Actually, I was thinking of the wall and an inexperienced ho. I seldom use tape myself. I find it a l little time consuming. I have also used the paint on, wipe off method. If my thumb nail does not work, I will use my 5 in 1 wrapped in cotton cloth, t-shirt, etc.., if I can get it clean and not leave a line of unpainted surface. 

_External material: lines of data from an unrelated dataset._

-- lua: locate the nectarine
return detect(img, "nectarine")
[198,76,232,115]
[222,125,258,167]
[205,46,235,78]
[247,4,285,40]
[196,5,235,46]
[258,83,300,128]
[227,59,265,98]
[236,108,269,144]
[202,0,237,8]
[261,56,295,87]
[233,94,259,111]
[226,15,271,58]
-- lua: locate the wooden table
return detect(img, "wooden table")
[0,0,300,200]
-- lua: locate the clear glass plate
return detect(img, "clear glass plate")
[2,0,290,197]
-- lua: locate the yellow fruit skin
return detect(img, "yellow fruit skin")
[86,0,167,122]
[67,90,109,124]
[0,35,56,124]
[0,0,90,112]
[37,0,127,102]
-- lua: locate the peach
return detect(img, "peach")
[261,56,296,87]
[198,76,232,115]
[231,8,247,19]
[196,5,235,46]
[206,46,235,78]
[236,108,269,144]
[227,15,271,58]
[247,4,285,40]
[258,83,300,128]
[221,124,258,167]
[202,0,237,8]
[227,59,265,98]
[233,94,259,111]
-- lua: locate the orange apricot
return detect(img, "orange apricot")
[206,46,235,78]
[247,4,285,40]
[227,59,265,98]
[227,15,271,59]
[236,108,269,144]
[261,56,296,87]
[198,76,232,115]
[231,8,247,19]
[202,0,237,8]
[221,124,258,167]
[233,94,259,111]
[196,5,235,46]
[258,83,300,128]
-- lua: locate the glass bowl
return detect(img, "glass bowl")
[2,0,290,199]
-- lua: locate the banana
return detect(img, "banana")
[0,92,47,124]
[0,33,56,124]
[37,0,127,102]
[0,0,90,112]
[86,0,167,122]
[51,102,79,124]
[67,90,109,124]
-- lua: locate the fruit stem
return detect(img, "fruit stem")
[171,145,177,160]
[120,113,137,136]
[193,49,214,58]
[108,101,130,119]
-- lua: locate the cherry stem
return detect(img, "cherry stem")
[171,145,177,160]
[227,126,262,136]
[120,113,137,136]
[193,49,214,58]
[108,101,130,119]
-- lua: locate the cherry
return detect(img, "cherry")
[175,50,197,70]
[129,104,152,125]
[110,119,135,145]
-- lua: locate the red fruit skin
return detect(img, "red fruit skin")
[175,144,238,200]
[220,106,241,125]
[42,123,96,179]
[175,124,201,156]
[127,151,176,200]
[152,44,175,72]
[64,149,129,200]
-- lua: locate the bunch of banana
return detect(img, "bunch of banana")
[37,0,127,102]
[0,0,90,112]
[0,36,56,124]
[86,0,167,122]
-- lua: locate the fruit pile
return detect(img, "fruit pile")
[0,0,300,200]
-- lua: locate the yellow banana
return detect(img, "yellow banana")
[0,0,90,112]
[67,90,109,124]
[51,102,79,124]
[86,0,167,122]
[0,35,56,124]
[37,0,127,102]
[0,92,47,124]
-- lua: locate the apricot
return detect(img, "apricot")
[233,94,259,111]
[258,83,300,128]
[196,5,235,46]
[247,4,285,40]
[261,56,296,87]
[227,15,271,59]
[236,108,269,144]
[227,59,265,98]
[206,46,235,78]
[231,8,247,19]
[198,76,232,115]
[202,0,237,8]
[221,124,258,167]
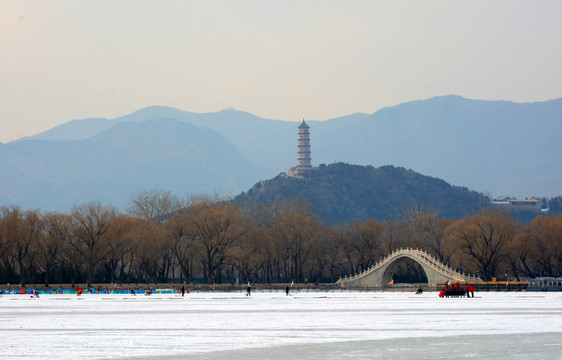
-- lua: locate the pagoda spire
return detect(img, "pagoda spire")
[297,118,312,172]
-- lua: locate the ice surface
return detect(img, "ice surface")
[0,291,562,359]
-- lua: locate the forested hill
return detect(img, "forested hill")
[236,163,489,224]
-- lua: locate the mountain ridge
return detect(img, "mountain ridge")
[0,95,562,209]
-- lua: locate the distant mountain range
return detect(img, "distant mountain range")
[235,163,484,224]
[0,96,562,211]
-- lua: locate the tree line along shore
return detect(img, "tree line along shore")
[0,191,562,287]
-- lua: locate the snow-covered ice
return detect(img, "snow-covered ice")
[0,291,562,359]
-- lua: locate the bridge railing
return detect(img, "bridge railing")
[337,247,480,283]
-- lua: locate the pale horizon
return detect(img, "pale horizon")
[0,0,562,143]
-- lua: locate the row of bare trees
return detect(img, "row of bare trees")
[0,190,562,285]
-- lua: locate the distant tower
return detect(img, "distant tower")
[297,119,312,171]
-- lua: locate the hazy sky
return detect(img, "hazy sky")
[0,0,562,142]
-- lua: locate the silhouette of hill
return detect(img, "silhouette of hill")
[235,163,489,223]
[0,96,562,210]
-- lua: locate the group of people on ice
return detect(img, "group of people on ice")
[439,283,474,298]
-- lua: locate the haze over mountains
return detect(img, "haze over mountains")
[0,96,562,211]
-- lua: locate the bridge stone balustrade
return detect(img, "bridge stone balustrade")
[336,248,481,287]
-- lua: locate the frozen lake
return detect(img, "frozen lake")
[0,291,562,360]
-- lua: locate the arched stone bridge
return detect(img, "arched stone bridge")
[336,248,481,287]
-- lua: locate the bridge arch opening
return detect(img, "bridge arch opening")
[382,256,429,286]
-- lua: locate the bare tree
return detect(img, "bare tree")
[72,202,117,286]
[129,189,185,224]
[37,212,72,286]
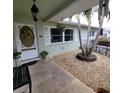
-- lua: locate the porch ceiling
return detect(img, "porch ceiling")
[13,0,99,21]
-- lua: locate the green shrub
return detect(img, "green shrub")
[13,51,21,59]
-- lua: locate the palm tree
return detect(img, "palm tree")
[76,14,85,55]
[83,8,92,56]
[89,0,110,54]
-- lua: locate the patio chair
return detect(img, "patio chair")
[13,64,32,93]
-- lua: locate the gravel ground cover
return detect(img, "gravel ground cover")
[52,50,110,91]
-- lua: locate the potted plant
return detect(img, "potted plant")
[40,50,48,60]
[13,51,21,66]
[56,23,65,32]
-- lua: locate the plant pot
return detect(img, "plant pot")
[15,56,21,66]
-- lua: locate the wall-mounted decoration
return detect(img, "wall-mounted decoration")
[19,26,35,47]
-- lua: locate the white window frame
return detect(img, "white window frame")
[44,25,75,45]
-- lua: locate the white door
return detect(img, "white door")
[15,24,38,62]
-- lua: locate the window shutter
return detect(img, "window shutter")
[74,29,79,41]
[44,26,51,46]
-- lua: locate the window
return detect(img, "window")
[50,28,73,43]
[90,31,95,36]
[50,28,63,43]
[65,29,73,41]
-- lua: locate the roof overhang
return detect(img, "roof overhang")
[13,0,99,22]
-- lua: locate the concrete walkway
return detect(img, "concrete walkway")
[14,61,95,93]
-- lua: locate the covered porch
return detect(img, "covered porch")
[13,0,109,93]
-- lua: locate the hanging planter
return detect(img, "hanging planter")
[56,23,65,32]
[13,51,22,66]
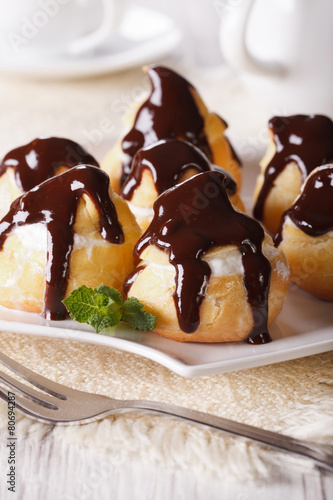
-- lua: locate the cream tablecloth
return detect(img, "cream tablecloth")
[0,60,333,499]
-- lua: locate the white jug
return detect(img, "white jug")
[220,0,333,116]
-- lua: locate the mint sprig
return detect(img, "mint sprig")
[63,285,157,333]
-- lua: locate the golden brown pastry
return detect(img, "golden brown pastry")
[275,164,333,300]
[120,139,244,230]
[0,137,98,219]
[124,172,289,343]
[253,115,333,234]
[0,165,140,319]
[102,66,241,197]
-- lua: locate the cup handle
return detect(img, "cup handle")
[67,0,126,56]
[219,0,287,76]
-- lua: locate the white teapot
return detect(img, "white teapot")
[219,0,333,116]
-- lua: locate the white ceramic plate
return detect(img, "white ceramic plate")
[0,5,181,79]
[0,286,333,377]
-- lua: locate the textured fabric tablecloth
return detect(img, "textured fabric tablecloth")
[0,60,333,484]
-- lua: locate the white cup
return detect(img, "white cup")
[0,0,127,61]
[220,0,333,116]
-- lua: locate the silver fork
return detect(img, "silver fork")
[0,352,333,471]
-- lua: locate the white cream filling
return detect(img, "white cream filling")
[143,244,289,278]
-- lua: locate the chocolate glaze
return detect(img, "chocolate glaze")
[274,165,333,246]
[0,165,124,319]
[0,137,99,192]
[126,172,271,343]
[120,65,213,185]
[121,139,237,200]
[253,115,333,220]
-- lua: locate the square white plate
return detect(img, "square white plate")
[0,285,333,377]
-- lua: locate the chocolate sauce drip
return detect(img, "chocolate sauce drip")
[120,65,213,185]
[0,165,124,319]
[253,115,333,220]
[274,165,333,246]
[0,137,99,192]
[134,172,271,343]
[121,139,237,200]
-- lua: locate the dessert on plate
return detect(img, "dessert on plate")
[0,165,140,319]
[275,164,333,300]
[102,65,241,197]
[120,139,244,230]
[124,171,289,343]
[253,115,333,234]
[0,137,98,219]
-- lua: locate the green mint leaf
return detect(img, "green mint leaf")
[63,285,123,333]
[122,297,157,331]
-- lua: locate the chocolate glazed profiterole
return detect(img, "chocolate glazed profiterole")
[0,166,124,320]
[274,164,333,300]
[120,139,244,230]
[0,137,99,192]
[253,115,333,233]
[0,137,99,219]
[102,65,241,192]
[124,172,288,344]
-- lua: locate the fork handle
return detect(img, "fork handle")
[117,400,333,471]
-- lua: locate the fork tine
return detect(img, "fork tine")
[0,352,69,399]
[0,371,58,410]
[0,388,57,422]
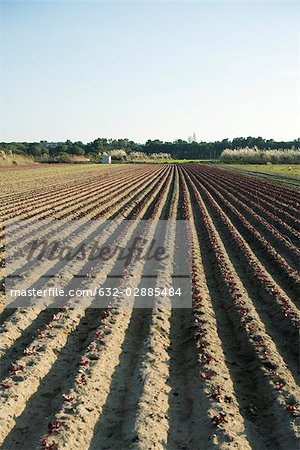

Pretty much on the same page. :thumbsup:


----------



## jsheridan (Jan 30, 2011)

I hear what you and Steve are saying. I take it from what you're saying you're a pro. As a pro myself, who thinks that tape is a crutch, a weak one at that, we should be teaching non-pros how to be like us. Taping, as you say, is time consuming and very expensive. We should be teaching people how work without it, not work better with it. That is why I put the tutorial together. Cutting lines is not as difficult as people think. Nothing will replace the practice accumulated over the years, but there are some simple basics that help people develop the skill. I explained them to a buddy over the phone one day-- I was driving and he was cutting-- and when I saw it later, he picked up what I was saying. You could see where he started, where he started talking to me, and by the time he got back to start he had it down and did a good job. He never went back over the rough areas though. :thumbup:
Joe
http://www.diypaintingguide.org/painting-without-using-painters-tape/


----------



## Matthewt1970 (Sep 16, 2008)

If there is a gap between the shoe moulding and the baseboard, what you also could do is put a bead of caulk down first. Wipe it with a wet rag or wet finger. That will give you a much straighter line to work with. Then cut in right to the edge of the caulk.


----------